Another key learning aspect was that the initiative had learnt about the importance of inner process work and community building in its early phase. “Our big challenge is not solar energy or straw bale housing, but our interpersonal activities and how we can work and optimise this” (Interview Corinna Felkl).
Making decisions like buying a certain piece of land has either caused group splitting or has caused several people to leave the initiative. The initiative has delicately learnt to deal with complex decisions in a differentiated and well communicated way.
“We are constantly growing, but we also have some fluctuation. If people leave, we clarify this and try to understand why they leave” (Interview Corinna Felkl).
The initiative had learnt early enough how important it is to network with the local population, accept their way of living and regional identity, and be transparent about the initiative.

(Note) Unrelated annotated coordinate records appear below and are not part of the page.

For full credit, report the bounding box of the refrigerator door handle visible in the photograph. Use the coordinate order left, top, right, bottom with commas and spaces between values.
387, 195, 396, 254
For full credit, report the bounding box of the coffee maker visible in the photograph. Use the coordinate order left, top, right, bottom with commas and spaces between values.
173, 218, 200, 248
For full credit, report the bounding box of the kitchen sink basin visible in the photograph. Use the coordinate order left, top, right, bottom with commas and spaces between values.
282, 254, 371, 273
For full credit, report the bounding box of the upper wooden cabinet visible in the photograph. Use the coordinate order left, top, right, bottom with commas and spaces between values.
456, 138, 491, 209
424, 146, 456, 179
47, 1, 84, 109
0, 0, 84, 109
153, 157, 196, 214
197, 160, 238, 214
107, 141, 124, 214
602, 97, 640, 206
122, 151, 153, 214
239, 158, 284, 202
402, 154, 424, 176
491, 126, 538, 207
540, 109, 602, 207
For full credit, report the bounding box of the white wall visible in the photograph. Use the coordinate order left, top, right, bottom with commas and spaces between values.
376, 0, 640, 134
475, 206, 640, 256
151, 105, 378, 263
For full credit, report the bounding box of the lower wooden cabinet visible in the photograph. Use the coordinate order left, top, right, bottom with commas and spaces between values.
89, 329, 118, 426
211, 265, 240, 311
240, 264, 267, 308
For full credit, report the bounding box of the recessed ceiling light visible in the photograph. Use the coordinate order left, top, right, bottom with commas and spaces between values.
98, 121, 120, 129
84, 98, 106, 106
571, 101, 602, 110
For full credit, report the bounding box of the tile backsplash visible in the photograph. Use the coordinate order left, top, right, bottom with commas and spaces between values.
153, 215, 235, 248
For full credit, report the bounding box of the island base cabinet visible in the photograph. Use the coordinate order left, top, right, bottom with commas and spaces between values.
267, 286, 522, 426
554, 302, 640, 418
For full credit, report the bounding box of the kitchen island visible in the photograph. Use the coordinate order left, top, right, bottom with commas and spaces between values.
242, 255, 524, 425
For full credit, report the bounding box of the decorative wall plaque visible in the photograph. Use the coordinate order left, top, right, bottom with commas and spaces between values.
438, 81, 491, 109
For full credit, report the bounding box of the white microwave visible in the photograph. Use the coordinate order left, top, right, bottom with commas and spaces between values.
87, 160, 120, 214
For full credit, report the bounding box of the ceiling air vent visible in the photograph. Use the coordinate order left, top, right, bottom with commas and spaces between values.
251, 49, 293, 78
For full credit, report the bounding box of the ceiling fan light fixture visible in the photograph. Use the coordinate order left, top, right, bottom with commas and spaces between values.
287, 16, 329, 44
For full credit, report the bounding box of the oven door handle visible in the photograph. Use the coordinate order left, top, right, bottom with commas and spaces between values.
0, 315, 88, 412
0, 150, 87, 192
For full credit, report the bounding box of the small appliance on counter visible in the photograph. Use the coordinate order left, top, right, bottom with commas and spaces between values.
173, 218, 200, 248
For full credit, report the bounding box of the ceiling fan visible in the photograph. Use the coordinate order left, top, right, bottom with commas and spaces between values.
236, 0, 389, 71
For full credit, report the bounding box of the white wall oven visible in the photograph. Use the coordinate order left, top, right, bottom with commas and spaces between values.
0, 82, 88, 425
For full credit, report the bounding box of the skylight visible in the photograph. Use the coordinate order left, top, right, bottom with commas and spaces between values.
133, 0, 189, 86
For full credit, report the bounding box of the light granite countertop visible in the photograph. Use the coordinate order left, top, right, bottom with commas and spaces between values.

“It was important to us to network in the region. We are sensible in the contact with the region, e.g. concerning to accept their pesticide agriculture. We had to know their claims, they have been here before. It was clear to us from the beginning. It was important to us to know our limits.” (Interview Corinna Felkl).
In terms of multiplying the learnings of Sieben Linden, the interviewee says, “it is not about biological eating and building or about car sharing and so on. This can be learnt in the cities, too. What people learn with our ecovillage initiative is about experiencing community, your own responsibility, the transparent influence that one has on the greater whole. And that we can make a difference by learning to cooperate, to develop communication and to learn to think for the ‘larger whole’. Also those who leave and our many seminar guests do take this learning to other places.” (Interview Corinna Felkl). The seminar and education centre was not planned as big as it has become over the years. Its impact is interregional and national.